Wednesday, November 25, 2009

Too many people? No, too many Malthusians

They are wrong EVERY time because this is NOT a zero sum game. At what point do we stop listening?

What this potted history of population scaremongering ought to demonstrate is this: Malthusians are always wrong about everything.
The extent of their wrongness cannot be overstated. They have continually claimed that too many people will lead to increased hunger and destitution, yet the precise opposite has happened: world population has risen exponentially over the past 40 years and in the same period a great many people’s living standards and life expectancies have improved enormously. Even in the Third World there has been improvement – not nearly enough, of course, but improvement nonetheless. The lesson of history seems to be that more and more people are a good thing; more and more minds to think and hands to create have made new cities, more resources, more things, and seem to have given rise to healthier and wealthier societies.
Yet despite this evidence, the population scaremongers always draw exactly the opposite conclusion. Never has there been a political movement that has got things so spectacularly wrong time and time again yet which keeps on rearing its ugly head and saying: ‘This time it’s definitely going to happen! This time overpopulation is definitely going to cause social and political breakdown!’
There is a reason Malthusians are always wrong. It isn’t because they’re stupid… well, it might be a little bit because they’re stupid. But more fundamentally it is because, while they present their views as fact-based and scientific, in reality they are driven by a deeply held misanthropy that continually overlooks mankind’s ability to overcome problems and create new worlds.
The language used to justify population scaremongering has changed dramatically over the centuries. In the time of Malthus in the eighteenth century the main concern was with the fecundity of poor people. In the early twentieth century there was a racial and eugenic streak to population-reduction arguments. Today they have adopted environmentalist language to justify their demands for population reduction.
The fact that the presentational arguments can change so fundamentally over time, while the core belief in ‘too many people’ remains the same, really shows that this is a prejudicial outlook in search of a social or scientific justification; it is prejudice looking around for the latest trendy ideas to clothe itself in. And that is why the population scaremongers have been wrong over and over again: because behind the new language they adopt every few decades, they are really driven by narrow-mindedness, by disdain for mankind’s breakthroughs, by wilful ignorance of humanity’s ability to shape its surroundings and its future.
The first mistake Malthusians always make is to underestimate how society can change to embrace more and more people. They make the schoolboy scientific error of imagining that population is the only variable, the only thing that grows and grows, while everything else – including society, progress and discovery – stays roughly the same. That is why Malthus was wrong: he thought an overpopulated planet would run out of food because he could not foresee how the industrial revolution would massively transform society and have an historic impact on how we produce and transport food and many other things. Population is not the only variable – mankind’s vision, growth, his ability to rethink and tackle problems: they are variables, too.
The second mistake Malthusians always make is to imagine that resources are fixed, finite things that will inevitably run out. They don’t recognise that what we consider to be a resource changes over time, depending on how advanced society is.
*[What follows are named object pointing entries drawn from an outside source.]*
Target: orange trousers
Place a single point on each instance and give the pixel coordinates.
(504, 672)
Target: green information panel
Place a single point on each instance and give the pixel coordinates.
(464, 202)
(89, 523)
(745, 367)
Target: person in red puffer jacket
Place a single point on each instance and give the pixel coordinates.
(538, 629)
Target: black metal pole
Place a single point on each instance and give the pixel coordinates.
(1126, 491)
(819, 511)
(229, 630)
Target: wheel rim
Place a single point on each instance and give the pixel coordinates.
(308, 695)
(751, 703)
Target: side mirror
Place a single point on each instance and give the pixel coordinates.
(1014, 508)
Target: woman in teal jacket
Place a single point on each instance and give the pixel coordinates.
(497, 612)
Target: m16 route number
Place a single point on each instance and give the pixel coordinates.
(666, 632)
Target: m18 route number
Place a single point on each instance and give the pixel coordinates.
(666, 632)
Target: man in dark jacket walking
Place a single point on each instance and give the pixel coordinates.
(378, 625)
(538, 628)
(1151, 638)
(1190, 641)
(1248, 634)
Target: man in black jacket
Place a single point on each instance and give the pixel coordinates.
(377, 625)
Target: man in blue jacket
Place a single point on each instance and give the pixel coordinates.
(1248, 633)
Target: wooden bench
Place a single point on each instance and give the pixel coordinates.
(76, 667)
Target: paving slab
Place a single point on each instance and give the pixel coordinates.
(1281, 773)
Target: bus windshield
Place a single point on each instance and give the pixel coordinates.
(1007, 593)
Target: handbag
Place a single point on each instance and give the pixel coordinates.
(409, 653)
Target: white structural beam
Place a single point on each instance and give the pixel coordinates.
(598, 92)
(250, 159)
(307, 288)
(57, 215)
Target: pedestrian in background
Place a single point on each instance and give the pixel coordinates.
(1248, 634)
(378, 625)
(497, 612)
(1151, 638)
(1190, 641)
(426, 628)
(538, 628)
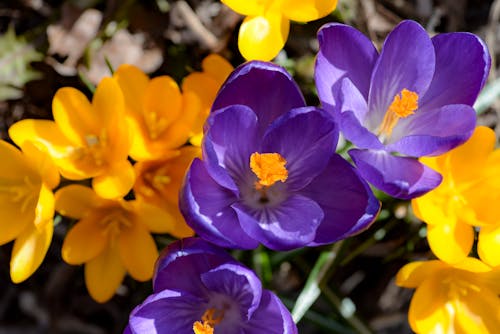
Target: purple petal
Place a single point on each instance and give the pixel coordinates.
(237, 282)
(306, 138)
(434, 132)
(167, 311)
(400, 177)
(267, 89)
(272, 317)
(353, 109)
(407, 61)
(348, 203)
(462, 67)
(344, 52)
(180, 264)
(291, 224)
(230, 139)
(206, 207)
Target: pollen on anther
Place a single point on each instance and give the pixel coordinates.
(269, 168)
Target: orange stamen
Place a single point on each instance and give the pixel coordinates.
(403, 105)
(206, 326)
(269, 168)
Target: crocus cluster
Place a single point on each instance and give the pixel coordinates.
(129, 116)
(269, 172)
(238, 158)
(412, 99)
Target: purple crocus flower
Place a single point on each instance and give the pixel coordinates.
(198, 288)
(413, 99)
(269, 172)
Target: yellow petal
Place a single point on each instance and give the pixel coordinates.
(43, 164)
(449, 241)
(477, 312)
(44, 208)
(262, 37)
(75, 201)
(104, 274)
(74, 115)
(161, 104)
(29, 251)
(156, 219)
(138, 251)
(413, 274)
(177, 134)
(133, 83)
(488, 246)
(431, 207)
(44, 132)
(307, 10)
(85, 240)
(247, 7)
(116, 182)
(428, 313)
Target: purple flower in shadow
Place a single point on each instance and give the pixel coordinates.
(198, 288)
(269, 173)
(413, 99)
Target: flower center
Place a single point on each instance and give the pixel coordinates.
(208, 321)
(269, 168)
(403, 105)
(114, 222)
(155, 124)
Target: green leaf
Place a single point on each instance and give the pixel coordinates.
(15, 58)
(312, 290)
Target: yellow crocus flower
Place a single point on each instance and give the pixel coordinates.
(460, 298)
(466, 198)
(111, 237)
(264, 31)
(205, 85)
(159, 182)
(85, 140)
(26, 206)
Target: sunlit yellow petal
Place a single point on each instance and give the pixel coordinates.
(44, 208)
(262, 37)
(177, 134)
(75, 201)
(488, 246)
(478, 312)
(74, 115)
(154, 218)
(138, 251)
(427, 313)
(247, 7)
(450, 242)
(162, 104)
(104, 274)
(29, 251)
(85, 240)
(44, 132)
(44, 165)
(414, 273)
(116, 182)
(307, 10)
(133, 83)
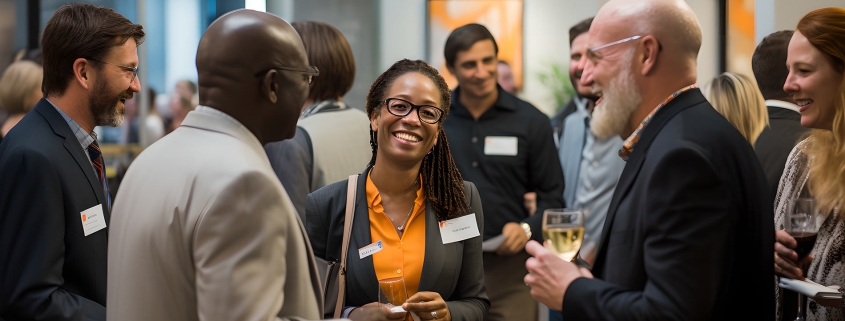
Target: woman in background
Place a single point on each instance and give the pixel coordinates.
(20, 90)
(737, 97)
(816, 81)
(411, 185)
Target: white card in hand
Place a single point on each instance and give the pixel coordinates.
(500, 146)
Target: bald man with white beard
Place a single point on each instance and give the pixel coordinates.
(689, 231)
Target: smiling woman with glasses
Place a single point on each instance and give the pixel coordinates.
(410, 190)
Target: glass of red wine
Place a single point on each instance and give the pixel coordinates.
(803, 223)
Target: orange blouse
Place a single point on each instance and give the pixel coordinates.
(396, 259)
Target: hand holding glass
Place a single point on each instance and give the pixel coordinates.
(563, 231)
(802, 223)
(392, 293)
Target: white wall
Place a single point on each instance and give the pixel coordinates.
(183, 37)
(402, 31)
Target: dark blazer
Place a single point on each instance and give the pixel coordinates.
(49, 269)
(453, 270)
(776, 142)
(689, 232)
That is why the Christian Tertullian was wrong in 200 AD when he said ‘the resources are scarcely adequate for us’. Because back then pretty much the only resources were animals, plants and various metals. Tertullian could not imagine that, in the future, the oceans, oil and uranium would become resources, too. The nature of resources changes as society changes – what we consider to be a resource today might not be one in the future, because other, better, more easily-exploited resources will hopefully be discovered or created. Today’s cult of the finite, the discussion of the planet as a larder of scarce resources that human beings are using up, really speaks to finite thinking, to a lack of future-oriented imagination.
And the third and main mistake Malthusians always make is to underestimate the genius of mankind. Population scaremongering springs from a fundamentally warped view of human beings as simply consumers, simply the users of resources, simply the destroyers of things, as a kind of ‘plague’ on poor Mother Nature, when in fact human beings are first and foremost producers, the discoverers and creators of resources, the makers of things and the makers of history. Malthusians insultingly refer to newborn babies as ‘another mouth to feed’, when in the real world another human being is another mind that can think, another pair of hands that can work, and another person who has needs and desires that ought to be met.
We don’t merely use up finite resources; we create infinite ideas and possibilities. The 6.7billion people on Earth have not raped and destroyed this planet, we have humanised it. And given half a chance – given a serious commitment to overcoming poverty and to pursuing progress – we would humanise it even further. Just as you wouldn’t listen to that guy who wears a placard saying ‘The End of the World is Nigh’ if he walked up to you and said ‘this time it really is nigh’, so you shouldn’t listen to the always-wrong Malthusians. Instead, join spiked in opposing the population panickers.